A list where each element corresponds to each (started) episode. The elements are dictionaries, and contain the statistics for that episode.

irlc.utils.player_wrapper.interactive(env, agent, autoplay=False)[source]#

This function is used for visualizations. It can

  • Allow you to input keyboard commands to an environment

  • Allow you to save results

  • Visualize reinforcement-learning agents in the gridworld environment.

by adding a single extra line env, agent = interactive(env,agent). The following shows an example:

>>> from irlc.gridworld.gridworld_environments import BookGridEnvironment
>>> from irlc import train, Agent, interactive
>>> env = BookGridEnvironment(render_mode="human", zoom=0.8) # Pass render_mode='human' for visualization.
>>> env, agent = interactive(env, Agent(env))               # Make the environment interactive. Note that it needs an agent.
>>> train(env, agent, num_episodes=2)                     # You can train and use the agent and environment as usual.
>>> env.close()

It also enables you to visualize the environment at a matplotlib figure or save it as a pdf file using env.plot() and env.savepdf('my_file.pdf).

All demos and figures in the notes are made using this function.

Parameters:
  • env (Env) – A gym environment (an instance of the Env class)

  • agent (Agent) – An agent (an instance of the Agent class)

  • autoplay – Whether the simulation should be unpaused automatically

Return type:

(Env, Agent)

Returns:

An environment and agent which have been slightly updated to make them interact with each other.
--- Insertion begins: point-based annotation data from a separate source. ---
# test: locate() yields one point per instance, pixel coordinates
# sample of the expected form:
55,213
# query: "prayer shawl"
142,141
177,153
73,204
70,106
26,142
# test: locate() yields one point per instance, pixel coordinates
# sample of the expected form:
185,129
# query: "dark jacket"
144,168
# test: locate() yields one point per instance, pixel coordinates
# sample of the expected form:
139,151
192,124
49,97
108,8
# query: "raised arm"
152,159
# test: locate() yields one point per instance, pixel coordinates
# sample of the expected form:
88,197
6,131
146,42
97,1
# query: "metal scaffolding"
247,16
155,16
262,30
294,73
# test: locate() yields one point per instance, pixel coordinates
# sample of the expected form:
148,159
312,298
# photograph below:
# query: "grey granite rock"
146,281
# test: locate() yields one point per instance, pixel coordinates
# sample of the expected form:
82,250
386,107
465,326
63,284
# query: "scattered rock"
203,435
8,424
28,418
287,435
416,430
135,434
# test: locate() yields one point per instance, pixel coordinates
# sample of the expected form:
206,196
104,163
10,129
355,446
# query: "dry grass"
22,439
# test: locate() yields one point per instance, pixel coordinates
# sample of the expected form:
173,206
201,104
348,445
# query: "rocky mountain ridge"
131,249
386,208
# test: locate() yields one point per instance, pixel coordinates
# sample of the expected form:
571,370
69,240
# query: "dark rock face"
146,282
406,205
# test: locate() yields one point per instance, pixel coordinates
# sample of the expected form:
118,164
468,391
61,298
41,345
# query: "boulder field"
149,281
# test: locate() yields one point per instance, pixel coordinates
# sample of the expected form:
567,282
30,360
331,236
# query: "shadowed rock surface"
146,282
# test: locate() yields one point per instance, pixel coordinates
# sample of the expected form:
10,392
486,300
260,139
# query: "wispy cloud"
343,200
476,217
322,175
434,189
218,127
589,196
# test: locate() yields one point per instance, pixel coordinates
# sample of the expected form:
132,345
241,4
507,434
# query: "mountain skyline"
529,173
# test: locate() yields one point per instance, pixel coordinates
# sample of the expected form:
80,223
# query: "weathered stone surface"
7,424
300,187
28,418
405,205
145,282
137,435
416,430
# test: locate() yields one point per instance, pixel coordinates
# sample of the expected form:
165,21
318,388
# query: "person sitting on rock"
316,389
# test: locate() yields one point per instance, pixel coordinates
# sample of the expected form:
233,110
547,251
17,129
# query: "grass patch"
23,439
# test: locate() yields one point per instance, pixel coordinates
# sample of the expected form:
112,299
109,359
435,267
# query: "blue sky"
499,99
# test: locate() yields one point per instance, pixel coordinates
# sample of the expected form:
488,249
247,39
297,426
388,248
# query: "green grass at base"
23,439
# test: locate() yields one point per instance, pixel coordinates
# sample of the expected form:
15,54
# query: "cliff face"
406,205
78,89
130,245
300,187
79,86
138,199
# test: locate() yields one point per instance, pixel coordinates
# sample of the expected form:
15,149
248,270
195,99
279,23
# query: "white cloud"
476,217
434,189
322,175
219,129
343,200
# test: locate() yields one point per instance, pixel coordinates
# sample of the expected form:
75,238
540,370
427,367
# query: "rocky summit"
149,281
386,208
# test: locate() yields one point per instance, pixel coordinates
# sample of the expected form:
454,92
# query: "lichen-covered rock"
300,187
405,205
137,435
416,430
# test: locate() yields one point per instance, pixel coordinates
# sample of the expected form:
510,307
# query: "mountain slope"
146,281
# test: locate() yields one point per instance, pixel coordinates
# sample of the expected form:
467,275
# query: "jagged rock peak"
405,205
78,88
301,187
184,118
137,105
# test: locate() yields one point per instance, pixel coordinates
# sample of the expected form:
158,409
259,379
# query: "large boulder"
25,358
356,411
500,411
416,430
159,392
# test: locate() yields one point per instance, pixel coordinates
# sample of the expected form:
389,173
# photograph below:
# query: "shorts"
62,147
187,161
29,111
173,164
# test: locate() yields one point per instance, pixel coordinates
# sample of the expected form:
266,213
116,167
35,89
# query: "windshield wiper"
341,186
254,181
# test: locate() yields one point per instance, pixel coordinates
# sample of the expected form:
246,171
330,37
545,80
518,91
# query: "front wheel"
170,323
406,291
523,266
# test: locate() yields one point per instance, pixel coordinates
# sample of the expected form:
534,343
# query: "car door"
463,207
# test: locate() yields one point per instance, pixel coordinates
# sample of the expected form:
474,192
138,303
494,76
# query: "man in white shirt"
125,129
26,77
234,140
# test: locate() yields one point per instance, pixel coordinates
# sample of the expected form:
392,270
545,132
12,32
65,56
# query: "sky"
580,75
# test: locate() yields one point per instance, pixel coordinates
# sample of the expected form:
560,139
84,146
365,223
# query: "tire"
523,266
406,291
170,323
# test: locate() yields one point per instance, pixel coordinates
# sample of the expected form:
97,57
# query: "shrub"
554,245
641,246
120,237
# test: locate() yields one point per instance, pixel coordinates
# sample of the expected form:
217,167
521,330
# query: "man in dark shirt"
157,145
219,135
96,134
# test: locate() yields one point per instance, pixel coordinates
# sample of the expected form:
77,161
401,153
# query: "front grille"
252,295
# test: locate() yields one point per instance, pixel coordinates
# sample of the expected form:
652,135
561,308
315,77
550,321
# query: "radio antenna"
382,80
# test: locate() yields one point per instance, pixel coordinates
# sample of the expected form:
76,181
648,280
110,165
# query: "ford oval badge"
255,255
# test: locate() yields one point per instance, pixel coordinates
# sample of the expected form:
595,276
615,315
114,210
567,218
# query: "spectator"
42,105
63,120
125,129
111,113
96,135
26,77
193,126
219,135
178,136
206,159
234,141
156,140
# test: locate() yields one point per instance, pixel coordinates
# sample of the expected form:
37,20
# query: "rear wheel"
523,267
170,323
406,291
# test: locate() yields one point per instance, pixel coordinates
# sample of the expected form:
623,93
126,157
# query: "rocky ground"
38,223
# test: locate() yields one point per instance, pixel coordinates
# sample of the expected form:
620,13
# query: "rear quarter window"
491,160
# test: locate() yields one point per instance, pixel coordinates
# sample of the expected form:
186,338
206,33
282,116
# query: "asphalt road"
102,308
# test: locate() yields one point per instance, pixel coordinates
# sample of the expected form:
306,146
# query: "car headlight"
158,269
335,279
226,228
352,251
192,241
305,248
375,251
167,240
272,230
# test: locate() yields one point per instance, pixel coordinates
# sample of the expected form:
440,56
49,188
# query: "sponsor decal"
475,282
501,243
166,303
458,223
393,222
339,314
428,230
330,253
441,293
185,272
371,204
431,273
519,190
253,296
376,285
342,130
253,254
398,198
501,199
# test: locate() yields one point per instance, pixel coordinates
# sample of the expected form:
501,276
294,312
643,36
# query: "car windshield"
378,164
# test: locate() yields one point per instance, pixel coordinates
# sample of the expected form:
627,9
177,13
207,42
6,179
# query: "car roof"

You can use them as usual with the train-function.

irlc.plotenv(env)[source]#

Given a Gymnasium environment instance, this function will plot the environment as a matplotlib image. Remember to call plt.show() to actually see the image.

For this function to work, you must create the environment with render_mode='human'.

Note

This function may not work for all gymnasium environments, however, it will work for most environments we use in this course.

Parameters:

env (Env) – The environment to plot.